HDC’s governance consists of a seven-member board of directors appointed by the mayor and governor; HPD’s commissioner, now Vicki Been, chairs the HDC board.

Standard Poor’s in September raised its long-term rating and underlying rating on the corporation’s outstanding bonds under its multifamily housing bond resolution, better known as the open resolution, to AA-plus from AA.

The open resolution is HDC’s largest single asset and most flexible financing vehicle, according to corporation officials. HDC established the open resolution in 1993 to permit the issuance of an unlimited amount of parity debt bonds.

SP cited the corporation’s strategy and management of the open resolution, the resolution’s financial strength and operating performance, and high government support level.

HDC is also participating in the Federal Financing Bank affordable rental housing partnership with the U.S. Department of the Treasury and the Department of Housing and Urban Development. HDC was chosen as the first partner.

“What we are doing is trying to find innovative techniques so we can stretch out money a little bit further,” Rodney said in a Bond Buyer video. “Our partnerships with the federal financing bank and having our rating upgrade has allowed us to expand our investor base a little bit and achieve greater economies of scale.”

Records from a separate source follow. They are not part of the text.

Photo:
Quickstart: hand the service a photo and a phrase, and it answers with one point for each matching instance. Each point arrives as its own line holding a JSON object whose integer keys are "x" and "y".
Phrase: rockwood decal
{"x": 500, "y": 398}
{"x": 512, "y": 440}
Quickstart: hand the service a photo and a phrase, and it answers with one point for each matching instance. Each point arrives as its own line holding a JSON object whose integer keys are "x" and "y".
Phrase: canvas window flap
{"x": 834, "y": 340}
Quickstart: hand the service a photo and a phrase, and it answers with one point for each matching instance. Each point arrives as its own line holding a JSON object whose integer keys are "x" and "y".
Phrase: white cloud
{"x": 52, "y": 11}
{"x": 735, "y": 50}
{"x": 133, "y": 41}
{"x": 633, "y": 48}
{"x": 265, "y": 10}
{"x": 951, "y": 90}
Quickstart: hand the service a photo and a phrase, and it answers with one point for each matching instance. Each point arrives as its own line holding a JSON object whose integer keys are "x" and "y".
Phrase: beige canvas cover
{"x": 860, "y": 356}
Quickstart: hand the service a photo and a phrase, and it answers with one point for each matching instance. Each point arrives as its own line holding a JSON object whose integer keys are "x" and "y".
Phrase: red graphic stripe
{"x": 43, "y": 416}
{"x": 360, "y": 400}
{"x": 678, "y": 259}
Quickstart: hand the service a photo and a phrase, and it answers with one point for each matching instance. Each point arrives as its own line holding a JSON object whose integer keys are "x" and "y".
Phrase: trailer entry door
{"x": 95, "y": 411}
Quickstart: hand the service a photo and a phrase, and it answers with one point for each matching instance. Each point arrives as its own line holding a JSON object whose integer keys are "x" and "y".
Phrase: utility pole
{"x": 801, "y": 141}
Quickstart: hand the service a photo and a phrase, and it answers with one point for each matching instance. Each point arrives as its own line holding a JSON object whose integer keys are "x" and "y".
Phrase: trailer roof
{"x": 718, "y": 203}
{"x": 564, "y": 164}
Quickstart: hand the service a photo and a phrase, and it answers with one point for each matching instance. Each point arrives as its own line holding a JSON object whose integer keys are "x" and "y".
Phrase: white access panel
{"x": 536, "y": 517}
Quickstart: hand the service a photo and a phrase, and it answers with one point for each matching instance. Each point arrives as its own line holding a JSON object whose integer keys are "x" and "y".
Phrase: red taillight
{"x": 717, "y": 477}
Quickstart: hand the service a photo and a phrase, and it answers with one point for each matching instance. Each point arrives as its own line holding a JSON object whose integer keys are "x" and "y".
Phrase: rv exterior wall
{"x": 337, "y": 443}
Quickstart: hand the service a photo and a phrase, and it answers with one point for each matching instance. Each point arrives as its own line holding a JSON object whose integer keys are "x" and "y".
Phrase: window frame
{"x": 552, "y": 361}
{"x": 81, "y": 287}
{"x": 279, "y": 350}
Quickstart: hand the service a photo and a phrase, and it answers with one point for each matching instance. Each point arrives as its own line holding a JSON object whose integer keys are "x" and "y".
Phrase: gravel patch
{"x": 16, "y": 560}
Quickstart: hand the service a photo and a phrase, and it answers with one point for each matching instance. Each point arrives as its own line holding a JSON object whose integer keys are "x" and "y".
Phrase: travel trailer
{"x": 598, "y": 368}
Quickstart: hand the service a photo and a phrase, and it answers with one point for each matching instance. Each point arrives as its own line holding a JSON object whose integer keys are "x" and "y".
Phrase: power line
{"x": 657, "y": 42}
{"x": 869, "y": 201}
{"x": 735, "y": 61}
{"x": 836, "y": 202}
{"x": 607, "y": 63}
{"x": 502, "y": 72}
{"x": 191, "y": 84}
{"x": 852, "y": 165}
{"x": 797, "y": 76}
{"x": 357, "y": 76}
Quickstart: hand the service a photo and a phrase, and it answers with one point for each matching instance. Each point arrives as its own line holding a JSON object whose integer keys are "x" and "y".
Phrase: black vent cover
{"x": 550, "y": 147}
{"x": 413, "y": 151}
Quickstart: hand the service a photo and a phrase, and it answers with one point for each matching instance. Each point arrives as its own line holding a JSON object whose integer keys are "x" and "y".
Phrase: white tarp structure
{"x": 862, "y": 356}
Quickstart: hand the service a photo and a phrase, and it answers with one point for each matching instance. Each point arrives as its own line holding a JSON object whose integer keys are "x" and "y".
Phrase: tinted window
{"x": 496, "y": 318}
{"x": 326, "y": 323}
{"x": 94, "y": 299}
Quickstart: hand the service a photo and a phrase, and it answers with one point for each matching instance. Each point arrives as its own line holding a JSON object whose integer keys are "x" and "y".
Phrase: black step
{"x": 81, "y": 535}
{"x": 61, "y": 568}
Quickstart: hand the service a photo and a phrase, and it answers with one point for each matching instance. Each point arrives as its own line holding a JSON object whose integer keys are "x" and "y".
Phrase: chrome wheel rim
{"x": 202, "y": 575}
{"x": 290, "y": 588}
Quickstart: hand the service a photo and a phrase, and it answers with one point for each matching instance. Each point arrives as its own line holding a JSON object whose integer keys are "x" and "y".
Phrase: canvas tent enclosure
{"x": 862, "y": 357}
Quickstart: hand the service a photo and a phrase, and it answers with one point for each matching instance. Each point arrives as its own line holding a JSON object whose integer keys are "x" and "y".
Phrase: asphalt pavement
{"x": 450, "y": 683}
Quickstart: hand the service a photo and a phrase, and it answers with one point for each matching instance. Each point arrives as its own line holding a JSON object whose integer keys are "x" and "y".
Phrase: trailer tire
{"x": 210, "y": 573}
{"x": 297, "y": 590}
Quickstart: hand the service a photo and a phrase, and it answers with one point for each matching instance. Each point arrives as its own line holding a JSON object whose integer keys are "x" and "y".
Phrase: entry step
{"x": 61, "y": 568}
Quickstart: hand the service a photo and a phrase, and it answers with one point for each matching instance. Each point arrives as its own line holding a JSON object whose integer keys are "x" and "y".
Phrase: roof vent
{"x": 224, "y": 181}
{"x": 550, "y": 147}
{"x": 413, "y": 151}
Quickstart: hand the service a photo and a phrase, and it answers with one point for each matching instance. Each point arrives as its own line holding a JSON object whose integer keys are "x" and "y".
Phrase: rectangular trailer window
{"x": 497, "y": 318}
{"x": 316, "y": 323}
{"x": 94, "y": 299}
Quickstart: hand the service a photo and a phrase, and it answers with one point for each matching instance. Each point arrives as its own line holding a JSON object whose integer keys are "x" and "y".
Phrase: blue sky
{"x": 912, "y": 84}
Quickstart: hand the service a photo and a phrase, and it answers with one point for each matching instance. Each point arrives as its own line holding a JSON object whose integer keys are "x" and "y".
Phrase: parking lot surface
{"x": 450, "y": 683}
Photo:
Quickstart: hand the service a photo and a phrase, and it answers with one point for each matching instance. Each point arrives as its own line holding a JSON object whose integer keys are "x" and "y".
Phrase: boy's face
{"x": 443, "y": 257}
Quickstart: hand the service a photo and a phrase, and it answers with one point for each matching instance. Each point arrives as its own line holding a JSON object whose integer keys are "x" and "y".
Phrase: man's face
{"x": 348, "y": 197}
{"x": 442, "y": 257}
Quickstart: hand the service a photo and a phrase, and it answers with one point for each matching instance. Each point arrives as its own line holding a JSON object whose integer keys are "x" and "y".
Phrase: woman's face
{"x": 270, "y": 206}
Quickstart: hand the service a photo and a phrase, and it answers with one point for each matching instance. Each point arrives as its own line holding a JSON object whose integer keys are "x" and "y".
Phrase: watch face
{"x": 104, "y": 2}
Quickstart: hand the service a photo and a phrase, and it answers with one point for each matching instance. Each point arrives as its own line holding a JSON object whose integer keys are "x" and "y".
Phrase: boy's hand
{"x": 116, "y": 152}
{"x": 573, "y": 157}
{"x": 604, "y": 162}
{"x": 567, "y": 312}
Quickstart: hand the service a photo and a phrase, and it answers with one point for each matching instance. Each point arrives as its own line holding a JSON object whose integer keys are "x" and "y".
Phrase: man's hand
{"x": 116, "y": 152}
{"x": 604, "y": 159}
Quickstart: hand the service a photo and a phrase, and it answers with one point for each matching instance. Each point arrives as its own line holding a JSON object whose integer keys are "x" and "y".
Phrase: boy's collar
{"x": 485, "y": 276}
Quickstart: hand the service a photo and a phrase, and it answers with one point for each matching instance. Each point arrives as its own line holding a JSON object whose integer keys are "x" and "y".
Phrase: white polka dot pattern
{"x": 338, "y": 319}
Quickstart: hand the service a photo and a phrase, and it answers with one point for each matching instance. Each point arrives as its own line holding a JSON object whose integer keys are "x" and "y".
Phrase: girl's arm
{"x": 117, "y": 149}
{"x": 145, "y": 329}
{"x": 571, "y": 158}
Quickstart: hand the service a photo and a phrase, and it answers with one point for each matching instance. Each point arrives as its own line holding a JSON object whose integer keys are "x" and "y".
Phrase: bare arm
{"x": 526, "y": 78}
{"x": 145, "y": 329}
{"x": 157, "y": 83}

Since 2003, HDC has financed more than 120,000 units using more than $13.7 billion in bonds, and provided in excess of $1.6 billion in subsidy from corporate reserves. It is the third largest affordable housing lender in the U.S. after Citi and Wells Fargo, and ahead of such industry leaders as Bank of America and Capital One.

Affordable housing is an expanding sector nationwide, though New York poses specific challenges, according to Rodney. “The significant challenge, especially here in New York City, is the cost,” he said. “It’s an expensive place to rent, an expensive place to own and it’s an extremely expensive place to build or construct this affordable housing.”